I don’t know about you, but I could easily subsist on soup in the fall and winter. Whether a creamy bisque or chunky chowder, I’m happy to down a bowl for breakfast, lunch and dinner. Paired with crusty bread or crackers, it’s the perfect cold-weather meal.
Soup is one of my favorite dishes to make, too. There’s something relaxing about standing over a bubbling pot on a chilly day. What’s more, the payoff is huge: home-cooked comfort food that will warm you to the core.
Take, for example, this Manhattan clam chowder. It’s quite easy to prepare and super satisfying, especially when served with homemade oyster crackers. And the flavor develops with time, which means you can assemble the soup in advance and reheat it just before eating.

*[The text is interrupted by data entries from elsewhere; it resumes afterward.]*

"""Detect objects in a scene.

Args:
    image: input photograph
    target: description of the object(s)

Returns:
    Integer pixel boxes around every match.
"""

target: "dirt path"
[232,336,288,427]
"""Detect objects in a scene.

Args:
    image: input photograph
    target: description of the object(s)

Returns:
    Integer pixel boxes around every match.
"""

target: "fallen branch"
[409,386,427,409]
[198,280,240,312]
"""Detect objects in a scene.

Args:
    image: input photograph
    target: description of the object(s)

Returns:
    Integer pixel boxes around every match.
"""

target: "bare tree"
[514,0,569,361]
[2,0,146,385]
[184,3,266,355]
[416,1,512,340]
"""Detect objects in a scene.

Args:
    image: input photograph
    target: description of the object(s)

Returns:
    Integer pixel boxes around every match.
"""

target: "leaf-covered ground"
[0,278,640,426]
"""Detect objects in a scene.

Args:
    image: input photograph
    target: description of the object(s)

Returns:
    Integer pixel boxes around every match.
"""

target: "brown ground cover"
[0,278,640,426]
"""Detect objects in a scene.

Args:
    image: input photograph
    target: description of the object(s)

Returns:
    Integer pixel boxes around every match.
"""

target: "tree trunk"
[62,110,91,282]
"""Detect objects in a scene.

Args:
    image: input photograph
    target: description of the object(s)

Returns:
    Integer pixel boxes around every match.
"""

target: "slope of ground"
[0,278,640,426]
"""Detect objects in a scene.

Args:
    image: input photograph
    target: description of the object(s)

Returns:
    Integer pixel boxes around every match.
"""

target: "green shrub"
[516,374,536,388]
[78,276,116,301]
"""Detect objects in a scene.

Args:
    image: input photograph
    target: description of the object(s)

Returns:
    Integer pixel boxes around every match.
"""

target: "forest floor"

Recipes adapted from Wonderland Kitchen and New York Times.
- 1 cup all-purpose flour
- 1 teaspoon sugar
- 1 teaspoon sea salt
- 1 teaspoon baking powder
- 2 tablespoons unsalted butter, cold, cut into small pieces
- 2 tablespoons half-and-half
- 3 tablespoons cold water
- sea salt and freshly ground black pepper
- 1 tablespoon unsalted butter
- 4 strips bacon, diced
- 1 large onion, diced
- 2 carrots, peeled and diced
- 2 stalks celery, diced
- 1 green bell pepper, diced
- 2 garlic cloves, minced
- 3 large Yukon Gold potatoes, cut into ½" cubes
- 3 6.5 oz. cans chopped clams in juice
- 2 8 oz. bottles clam juice
- 3 sprigs fresh thyme
- 1 bay leaf
- ½ teaspoon dried chili flakes
- 1 28 oz. can whole peeled tomatoes, crushed by hand
- sea salt and freshly ground black pepper
- chopped fresh parsley (optional, for garnish)
- In a large bowl, combine the flour, sugar, salt and baking powder. Add the butter and rub it into the flour mixture with your fingertips until it resembles coarse meal. Add the half-and-half and water and mix with a fork until the ingredients start to come together. Then use your hands to lightly knead the dough in the bowl until it forms a ball; cover with plastic wrap and let rest for 15 minutes.
- Preheat oven to 375 degrees.
- On a lightly floured work surface, roll out dough until it's about ⅛" thick. Sprinkle with salt and pepper. Cut out crackers with a ½" round cutter or apple corer.
- Place the cutouts on a baking sheet. Press together scraps and repeat.
- Bake crackers until lightly brown around the edges, about 15 minutes. Turn off oven. Open door slightly and leave crackers in oven for 30 minutes; then remove from the oven and let crackers cool completely.
- Melt butter in a large pot over medium heat. Add bacon and cook until fat renders and bacon crisps, about 5 minutes. Remove bacon from pot and set aside on paper towels to drain.
- Add onion, carrots, celery, bell pepper and garlic and cook, stirring occasionally, until tender, about 10 minutes.
- Add potatoes and cook, stirring occasionally, for 5 minutes.
- Drain clams, reserving juice, and set aside. Transfer reserved juice to a measuring cup and add enough water to hit the 2-cup line; add to pot along with bottled clam juice, thyme, bay leaf and chili flakes. Stir and bring to a boil. Reduce heat to medium-low, cover partially and simmer, stirring occasionally, until potatoes are tender, about 15 minutes. Lightly smash some of the potatoes with the back of a wooden spoon to release their starch.
- Add tomatoes with juice, chopped clams and cooked bacon and simmer until heated through, about 3 minutes. Season with salt and pepper to taste.
- Serve with parsley, if using, and oyster crackers.